For example, in the district of Myagdi in Nepal the principal town, Beni, is 2 days travel from the northern part of the district. But there may be no doctors to treat epilepsy there so that means another half-day travel to Pokhara, the nearest large town. If a neurologist is to be consulted then there will be need for another day's travel to Kathmandu. So this is a return journey of 1 week simply for a consultation. Most people are subsistence farmers and can afford neither the travel costs nor the time away from their land. Instead they will consult the traditional healer who at least will live nearby.

Effects of Epilepsy

The effects of epilepsy on individuals and families can be considerable. First epilepsy is a killer disease. PWE are much more likely to die prematurely than unaffected people and death is more likely if people are untreated (4, 5).

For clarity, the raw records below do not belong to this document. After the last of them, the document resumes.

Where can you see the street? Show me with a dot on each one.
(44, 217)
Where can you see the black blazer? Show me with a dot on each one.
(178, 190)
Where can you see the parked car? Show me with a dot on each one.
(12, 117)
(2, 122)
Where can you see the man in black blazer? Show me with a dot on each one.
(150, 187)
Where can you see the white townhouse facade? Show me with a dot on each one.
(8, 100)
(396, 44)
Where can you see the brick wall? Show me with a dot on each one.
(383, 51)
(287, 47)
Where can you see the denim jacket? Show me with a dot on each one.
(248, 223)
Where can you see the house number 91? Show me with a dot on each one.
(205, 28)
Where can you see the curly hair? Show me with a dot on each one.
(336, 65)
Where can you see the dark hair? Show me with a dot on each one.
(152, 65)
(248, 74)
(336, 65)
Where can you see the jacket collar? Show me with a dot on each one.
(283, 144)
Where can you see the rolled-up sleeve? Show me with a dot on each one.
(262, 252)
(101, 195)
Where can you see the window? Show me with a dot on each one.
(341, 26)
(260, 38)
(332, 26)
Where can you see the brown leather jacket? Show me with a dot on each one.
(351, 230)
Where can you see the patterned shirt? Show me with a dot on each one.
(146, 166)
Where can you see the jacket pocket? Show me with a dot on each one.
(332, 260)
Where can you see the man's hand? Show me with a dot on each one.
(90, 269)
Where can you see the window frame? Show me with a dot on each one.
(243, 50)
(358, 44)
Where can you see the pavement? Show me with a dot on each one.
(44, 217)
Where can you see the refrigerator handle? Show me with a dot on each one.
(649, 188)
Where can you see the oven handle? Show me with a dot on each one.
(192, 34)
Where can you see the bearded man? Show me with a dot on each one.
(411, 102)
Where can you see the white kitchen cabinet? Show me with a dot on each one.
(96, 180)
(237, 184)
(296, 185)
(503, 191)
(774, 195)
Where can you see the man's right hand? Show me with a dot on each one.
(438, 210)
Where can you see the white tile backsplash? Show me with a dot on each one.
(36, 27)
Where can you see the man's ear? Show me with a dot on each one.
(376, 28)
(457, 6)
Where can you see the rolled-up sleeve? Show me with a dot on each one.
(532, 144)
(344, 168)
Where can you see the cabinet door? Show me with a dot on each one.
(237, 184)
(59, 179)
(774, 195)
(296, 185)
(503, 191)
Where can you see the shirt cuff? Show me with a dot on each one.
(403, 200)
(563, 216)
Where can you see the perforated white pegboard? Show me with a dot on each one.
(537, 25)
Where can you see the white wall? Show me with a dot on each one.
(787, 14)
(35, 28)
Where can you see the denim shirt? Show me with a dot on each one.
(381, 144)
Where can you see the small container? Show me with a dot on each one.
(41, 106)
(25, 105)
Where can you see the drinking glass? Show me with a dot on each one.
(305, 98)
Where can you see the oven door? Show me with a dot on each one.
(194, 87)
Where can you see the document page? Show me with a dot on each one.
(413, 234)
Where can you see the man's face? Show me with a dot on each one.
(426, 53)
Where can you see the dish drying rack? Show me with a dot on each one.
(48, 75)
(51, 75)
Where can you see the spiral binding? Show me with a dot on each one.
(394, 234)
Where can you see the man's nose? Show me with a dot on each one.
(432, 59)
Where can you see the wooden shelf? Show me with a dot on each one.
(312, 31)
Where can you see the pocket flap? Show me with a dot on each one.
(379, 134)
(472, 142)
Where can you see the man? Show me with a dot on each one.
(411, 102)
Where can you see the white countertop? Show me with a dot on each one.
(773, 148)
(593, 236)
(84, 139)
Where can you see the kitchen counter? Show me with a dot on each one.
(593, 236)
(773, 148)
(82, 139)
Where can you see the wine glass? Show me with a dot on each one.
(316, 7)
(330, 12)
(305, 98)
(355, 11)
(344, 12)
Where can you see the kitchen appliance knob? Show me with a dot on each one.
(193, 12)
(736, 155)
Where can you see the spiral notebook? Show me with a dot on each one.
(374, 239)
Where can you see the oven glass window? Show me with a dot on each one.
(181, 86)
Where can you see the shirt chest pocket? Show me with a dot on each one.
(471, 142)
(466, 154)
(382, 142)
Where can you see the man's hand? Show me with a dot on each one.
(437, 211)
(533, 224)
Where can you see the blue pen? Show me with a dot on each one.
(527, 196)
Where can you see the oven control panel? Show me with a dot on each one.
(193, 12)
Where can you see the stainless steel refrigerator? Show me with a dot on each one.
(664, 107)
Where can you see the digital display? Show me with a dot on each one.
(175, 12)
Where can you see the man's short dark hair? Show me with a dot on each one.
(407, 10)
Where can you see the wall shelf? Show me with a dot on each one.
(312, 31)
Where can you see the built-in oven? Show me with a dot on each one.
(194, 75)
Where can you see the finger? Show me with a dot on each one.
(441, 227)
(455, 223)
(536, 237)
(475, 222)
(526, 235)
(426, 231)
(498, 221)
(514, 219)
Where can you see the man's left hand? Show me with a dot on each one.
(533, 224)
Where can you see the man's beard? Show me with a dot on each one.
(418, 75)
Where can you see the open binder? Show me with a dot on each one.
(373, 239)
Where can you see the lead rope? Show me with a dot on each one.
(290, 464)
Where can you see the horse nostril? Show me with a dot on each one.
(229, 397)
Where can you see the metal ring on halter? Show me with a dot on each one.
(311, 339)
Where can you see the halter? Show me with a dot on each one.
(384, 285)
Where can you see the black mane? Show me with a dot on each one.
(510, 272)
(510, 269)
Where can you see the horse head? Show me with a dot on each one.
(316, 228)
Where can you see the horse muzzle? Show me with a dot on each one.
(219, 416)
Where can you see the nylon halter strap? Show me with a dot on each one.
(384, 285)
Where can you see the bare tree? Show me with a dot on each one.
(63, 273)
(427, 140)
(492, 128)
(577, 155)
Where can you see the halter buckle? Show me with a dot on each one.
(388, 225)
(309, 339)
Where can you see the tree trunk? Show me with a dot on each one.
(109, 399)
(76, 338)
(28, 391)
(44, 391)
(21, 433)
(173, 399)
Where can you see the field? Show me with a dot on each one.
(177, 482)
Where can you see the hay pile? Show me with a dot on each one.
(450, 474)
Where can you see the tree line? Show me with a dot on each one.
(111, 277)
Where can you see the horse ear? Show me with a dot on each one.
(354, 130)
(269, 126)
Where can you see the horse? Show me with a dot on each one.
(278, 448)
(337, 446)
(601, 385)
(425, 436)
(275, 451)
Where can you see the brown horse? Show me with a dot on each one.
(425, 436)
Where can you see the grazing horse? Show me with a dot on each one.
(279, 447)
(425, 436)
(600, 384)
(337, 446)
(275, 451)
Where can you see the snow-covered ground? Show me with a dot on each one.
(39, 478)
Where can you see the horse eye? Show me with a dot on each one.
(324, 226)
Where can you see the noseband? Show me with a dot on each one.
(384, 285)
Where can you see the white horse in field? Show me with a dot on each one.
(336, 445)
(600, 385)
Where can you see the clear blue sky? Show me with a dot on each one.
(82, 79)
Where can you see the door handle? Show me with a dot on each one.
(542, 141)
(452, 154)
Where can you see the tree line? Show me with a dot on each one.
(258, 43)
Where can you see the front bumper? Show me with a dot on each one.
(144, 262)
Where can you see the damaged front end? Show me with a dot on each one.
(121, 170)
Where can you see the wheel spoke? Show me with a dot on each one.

Extrapolating these figures probably about 250 000 people die each year of epilepsy in the world which is a fairly staggering number. It attracts almost no attention even though it is a much greater number than the death toll from the 2014-16 Ebola outbreak in West Africa which attracted global headlines. This is because epilepsy deaths are diffused both in time and throughout the world. Unlike Ebola they don't occur in clusters and they are not much talked about. The commonest causes of death in which epilepsy is a factor are shown in Table 2.


Table 2. Causes of death in epilepsy.

As well as deaths there are two other important consequences of having epilepsy, injuries during a seizure, and stigma. Burns are the commonest serious injury and can have devastating effects especially where burns units are few. Stigma is the reaction which other community members have toward someone with epilepsy which is predicated by their beliefs about the condition. Often this results in PWE and their families being shunned or excluded from school often because the condition is thought to be contagious. This is well-shown in the docu-drama “Juneli” produced by the Nepal Epilepsy Association2.

Time for a Rethink—a Public Health Approach

Although epilepsy in general is regarded as a neurological problem it might be more useful to regard epilepsy in LMICs as a public health problem, and involve not just the specialists who treat individual cases, be they neurologists, psychiatrists, pediatricians or physicians, but public health doctors as well. This approach would deal with epilepsy in the same way as malaria and HIV/AIDS.

To do this the individual steps for both community and individual management need to be set out, and then ways of dealing with each of them determined. Once these steps are identified then solutions to them can be devised, tested, and funded. This is essentially the approach that has been used in HIV/AIDS. One such scheme, under the acronym AIDARP, is shown in Table 3.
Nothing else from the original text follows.